CS325 - Spring 2004 - NMG
February 14, 2004
Homework Assignment 3, corrected 2/17/04
Due Monday, 2/23/04 after class
Problems related to chapter 4. This is a mixture of problems from the end of chapter 4 with modifications and some other problems.
1. (Based on Text Prob. 4.14) (5 points):
What is a main difference between a number as it is defined in a computer and a “real world” number?
Given the bit pattern: 1000 1111 1110 1111 1100 0000 0000 0000 (spaces inserted for readability). What does it represent assuming that it is:
(a)a two’s complement integer?
(b)an unsigned integer?
(c )a single precision floating point number?
(d)a MIPS instruction?
2. (5 points) Using the IEEE 754 standard notation, show the MIPS binary floating-point formats in single precision and double precision for 10 (base 10).
3. (5 points) This exercise is similar to 2 above, but this time replace the number 10 (base 10) with 10.5 (base 10).
4. (5 points) Why doesn’t MIPS have a subtract immediate instruction?

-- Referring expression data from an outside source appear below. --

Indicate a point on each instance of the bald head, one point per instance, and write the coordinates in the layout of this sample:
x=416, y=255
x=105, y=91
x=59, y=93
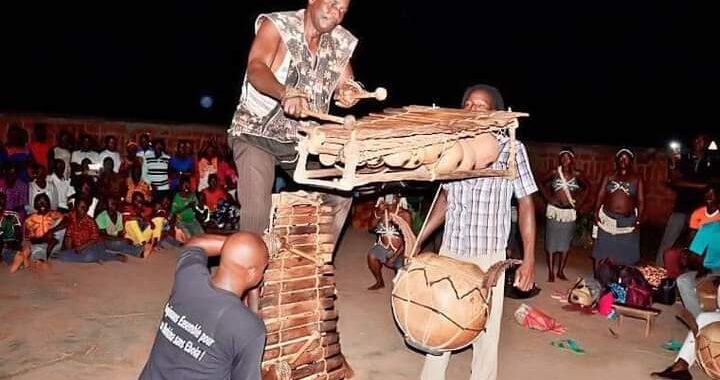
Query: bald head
x=244, y=255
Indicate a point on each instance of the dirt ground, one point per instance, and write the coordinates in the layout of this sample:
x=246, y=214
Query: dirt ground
x=89, y=321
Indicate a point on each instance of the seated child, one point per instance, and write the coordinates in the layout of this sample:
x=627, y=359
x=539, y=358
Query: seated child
x=14, y=253
x=141, y=226
x=112, y=230
x=82, y=240
x=44, y=229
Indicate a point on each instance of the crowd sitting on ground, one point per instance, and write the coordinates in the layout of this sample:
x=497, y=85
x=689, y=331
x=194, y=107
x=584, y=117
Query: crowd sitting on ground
x=74, y=203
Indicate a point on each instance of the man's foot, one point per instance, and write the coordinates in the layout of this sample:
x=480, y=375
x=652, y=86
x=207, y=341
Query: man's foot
x=147, y=250
x=377, y=285
x=40, y=265
x=17, y=262
x=668, y=373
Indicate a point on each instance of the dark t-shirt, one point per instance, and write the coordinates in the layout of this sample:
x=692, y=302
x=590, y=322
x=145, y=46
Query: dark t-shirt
x=205, y=332
x=695, y=170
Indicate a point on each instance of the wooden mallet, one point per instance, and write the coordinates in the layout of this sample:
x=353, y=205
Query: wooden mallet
x=380, y=94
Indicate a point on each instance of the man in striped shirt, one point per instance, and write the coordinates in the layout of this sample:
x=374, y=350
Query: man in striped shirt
x=156, y=162
x=477, y=216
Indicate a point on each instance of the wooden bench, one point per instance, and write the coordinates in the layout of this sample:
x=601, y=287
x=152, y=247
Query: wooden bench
x=647, y=314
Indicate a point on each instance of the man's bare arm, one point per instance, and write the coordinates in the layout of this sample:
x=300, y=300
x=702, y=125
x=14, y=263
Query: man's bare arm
x=525, y=275
x=263, y=53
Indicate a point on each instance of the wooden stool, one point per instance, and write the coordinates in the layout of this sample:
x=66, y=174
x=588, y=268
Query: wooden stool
x=648, y=314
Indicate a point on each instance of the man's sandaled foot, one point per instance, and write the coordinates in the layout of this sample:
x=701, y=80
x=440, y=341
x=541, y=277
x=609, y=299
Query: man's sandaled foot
x=668, y=373
x=377, y=285
x=349, y=373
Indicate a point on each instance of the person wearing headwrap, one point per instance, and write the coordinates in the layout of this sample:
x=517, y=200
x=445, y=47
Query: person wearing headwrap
x=564, y=189
x=618, y=212
x=389, y=247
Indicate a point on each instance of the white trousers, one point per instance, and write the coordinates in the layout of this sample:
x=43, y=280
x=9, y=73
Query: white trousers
x=485, y=349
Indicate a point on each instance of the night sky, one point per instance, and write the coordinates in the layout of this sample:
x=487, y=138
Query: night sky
x=587, y=72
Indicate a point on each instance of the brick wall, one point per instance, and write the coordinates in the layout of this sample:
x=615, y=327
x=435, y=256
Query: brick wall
x=593, y=160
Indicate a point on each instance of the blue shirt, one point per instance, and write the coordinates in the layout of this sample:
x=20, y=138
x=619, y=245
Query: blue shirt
x=707, y=241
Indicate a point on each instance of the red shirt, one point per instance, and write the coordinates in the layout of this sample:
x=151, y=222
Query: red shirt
x=82, y=231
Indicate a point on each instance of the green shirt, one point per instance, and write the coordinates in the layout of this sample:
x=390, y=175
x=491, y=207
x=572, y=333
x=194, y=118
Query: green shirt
x=179, y=207
x=104, y=222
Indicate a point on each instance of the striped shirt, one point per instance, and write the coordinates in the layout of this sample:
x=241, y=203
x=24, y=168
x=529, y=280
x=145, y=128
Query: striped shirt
x=478, y=217
x=157, y=170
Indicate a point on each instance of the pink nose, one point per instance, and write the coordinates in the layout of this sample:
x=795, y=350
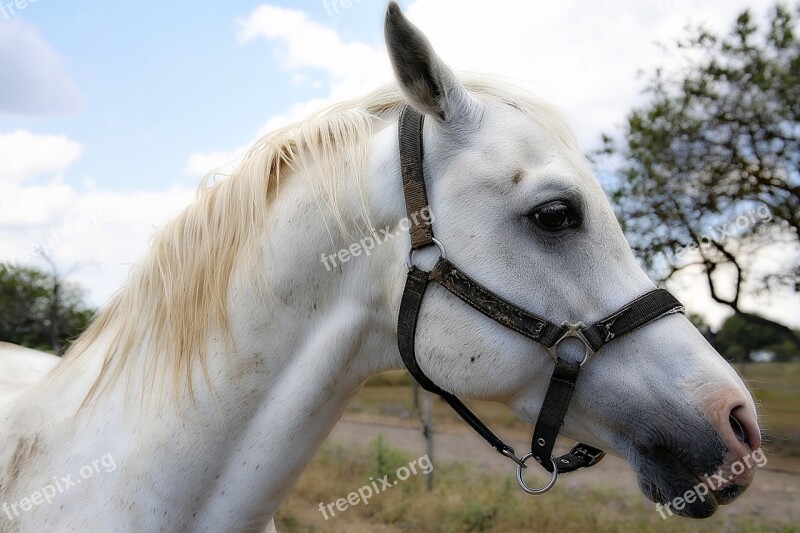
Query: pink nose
x=733, y=416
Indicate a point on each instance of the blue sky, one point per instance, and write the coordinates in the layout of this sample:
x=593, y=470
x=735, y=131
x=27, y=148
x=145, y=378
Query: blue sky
x=111, y=113
x=159, y=82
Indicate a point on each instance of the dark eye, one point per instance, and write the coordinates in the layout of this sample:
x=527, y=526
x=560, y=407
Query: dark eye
x=555, y=216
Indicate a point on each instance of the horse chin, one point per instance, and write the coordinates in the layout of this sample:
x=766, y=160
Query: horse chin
x=667, y=480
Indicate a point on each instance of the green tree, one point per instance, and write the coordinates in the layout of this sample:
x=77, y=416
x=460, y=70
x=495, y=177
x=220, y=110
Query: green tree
x=707, y=172
x=738, y=338
x=39, y=310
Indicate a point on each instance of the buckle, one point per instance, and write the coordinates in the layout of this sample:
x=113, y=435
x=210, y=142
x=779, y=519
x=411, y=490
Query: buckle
x=584, y=451
x=442, y=253
x=574, y=331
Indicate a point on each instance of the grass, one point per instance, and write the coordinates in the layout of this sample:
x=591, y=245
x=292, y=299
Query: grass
x=466, y=499
x=470, y=499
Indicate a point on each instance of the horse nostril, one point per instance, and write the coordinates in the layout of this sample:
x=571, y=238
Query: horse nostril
x=745, y=427
x=738, y=430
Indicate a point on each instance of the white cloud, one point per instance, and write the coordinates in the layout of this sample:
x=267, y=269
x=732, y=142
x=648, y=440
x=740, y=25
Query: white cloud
x=221, y=161
x=25, y=155
x=584, y=57
x=33, y=79
x=305, y=44
x=108, y=230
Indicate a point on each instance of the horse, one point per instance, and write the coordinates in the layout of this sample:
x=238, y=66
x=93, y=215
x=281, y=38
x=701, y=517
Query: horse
x=199, y=394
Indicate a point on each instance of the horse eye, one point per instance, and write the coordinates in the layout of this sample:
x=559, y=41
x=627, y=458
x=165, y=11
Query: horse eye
x=555, y=216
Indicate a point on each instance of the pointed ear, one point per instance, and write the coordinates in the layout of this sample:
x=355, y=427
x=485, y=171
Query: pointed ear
x=430, y=86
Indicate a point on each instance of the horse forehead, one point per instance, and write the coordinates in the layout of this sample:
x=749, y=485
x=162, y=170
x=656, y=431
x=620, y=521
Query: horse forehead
x=509, y=135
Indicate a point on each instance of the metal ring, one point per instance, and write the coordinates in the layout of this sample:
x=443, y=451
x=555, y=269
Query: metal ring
x=442, y=253
x=542, y=490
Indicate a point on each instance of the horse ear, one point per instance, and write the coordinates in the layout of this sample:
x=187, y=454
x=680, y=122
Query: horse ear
x=426, y=81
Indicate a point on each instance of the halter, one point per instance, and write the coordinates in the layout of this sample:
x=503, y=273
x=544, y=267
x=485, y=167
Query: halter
x=641, y=311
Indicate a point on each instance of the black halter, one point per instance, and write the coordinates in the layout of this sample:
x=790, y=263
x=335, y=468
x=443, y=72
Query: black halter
x=645, y=309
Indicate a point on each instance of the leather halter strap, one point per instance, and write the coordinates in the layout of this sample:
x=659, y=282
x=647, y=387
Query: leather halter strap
x=645, y=309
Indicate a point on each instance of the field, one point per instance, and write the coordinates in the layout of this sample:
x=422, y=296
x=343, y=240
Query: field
x=474, y=488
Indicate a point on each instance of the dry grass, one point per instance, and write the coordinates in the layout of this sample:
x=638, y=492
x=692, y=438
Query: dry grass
x=468, y=499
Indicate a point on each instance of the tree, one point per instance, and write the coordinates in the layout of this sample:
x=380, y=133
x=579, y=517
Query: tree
x=738, y=338
x=708, y=171
x=40, y=310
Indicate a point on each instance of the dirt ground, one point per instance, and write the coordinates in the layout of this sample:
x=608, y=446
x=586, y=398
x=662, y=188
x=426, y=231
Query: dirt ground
x=775, y=491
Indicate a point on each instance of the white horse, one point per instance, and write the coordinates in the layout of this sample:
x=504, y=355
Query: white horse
x=199, y=394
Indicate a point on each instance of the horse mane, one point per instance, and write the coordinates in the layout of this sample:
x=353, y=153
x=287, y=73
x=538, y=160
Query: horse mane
x=177, y=294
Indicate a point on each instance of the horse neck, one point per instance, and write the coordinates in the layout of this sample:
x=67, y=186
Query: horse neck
x=304, y=344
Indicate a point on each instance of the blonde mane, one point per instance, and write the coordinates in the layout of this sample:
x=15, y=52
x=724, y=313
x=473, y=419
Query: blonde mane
x=177, y=295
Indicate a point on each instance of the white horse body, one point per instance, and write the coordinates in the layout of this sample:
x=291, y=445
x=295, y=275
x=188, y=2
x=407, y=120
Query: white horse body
x=303, y=339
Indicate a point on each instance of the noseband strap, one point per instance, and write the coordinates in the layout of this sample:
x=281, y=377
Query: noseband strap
x=640, y=312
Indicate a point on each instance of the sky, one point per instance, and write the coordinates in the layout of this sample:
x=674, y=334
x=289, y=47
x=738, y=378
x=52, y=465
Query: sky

5. (15 points) Find the shortest sequence of “essential” MIPS instructions to determine the absolute value of a two’s complement integer. This is essentially translating the following pseudo instruction (accepted by the MIPS assembler). See p. A-55.
abs $10, $11
Code this pseudo instructions using the MIPS subset given in chapter 3 and 4 (summarized on the back cover of the text). Using “essential instructions” does not apply to setup of the registers or exiting the routine ( about 4 instructions). Test it with SPIM and submit appropriate hardcopy of the screens.
6. (Text 4.17) (20 points) - Find the shortest sequence of “essential” MIPS instructions to determine if there is a carry out from the addition of two registers, say $11 and $12. Place a 0 or 1 in register $10 if carry out is 0 or 1 respectively.
My solution resulted in 7 instructions in the essential part of the program (not including setup of the registers or exiting the routine, etc.). You get full credit if you do the essentials in 7 instructions and an extra point if you do better than 7! Test it with SPIM and submit appropriate hardcopy of the screens.
7. (Text 4.18) - (25 points) Find the shortest sequence of “essential” MIPS Instructions to perform double precision integer addition. Assume that one 64-bit, two’s complement integer is in register $12 and $13, and another is in registers $14 and $15. The sum is to be placed in registers $10 and $11. In this example, the most significant word of the 64-bit integer is found in the even-numbered registers, and the least significant word is found in the odd-numbered registers....
Use the results of Problem 4.17. Test it with SPIM and submit appropriate hardcopy of the screens.
8. (Text 4.23) (10 points) - The ALU supported set on less than (slt) using just the sign bit of the adder. Let’s try a set-on-less-than operation using the values -7 and 6 (both base 10). To make it simpler to follow the example, let’s limit the binary representations to 4 bits: 1001 and 0110 (both base 2). With this binary representation the subtraction: -7 - (+6) in our binary representation would be:
1001 - 0110 = 1001 + 1010 = 0011, a positive number.
This result would suggest that -7>6, which is clearly wrong. Hence, we must factor in overflow in the decision. Modify the 1-bit ALU in Fig. 4.17 on page 238 to handle slt correctly. You may make your changes on a photocopy of this figure to save time.
9. (Text 4.22) (10 points) - Some Computers have explicit instructions to extract an arbitrary field from a 32-bit register and place it in the least significant bits of a register. The figure below shows the desired operation:
register $16
bit position: 31 j i 0
|______|
|
|__copy______
register $17
32 – (j – i) bits / j – i bitsFind the shortest “essential” sequence of MIPS instructions that extracts a field for the constant values i = 7 and j = 19 from register $16 and places it in register $17 (least significant place). Hint: It can be done in two instructions.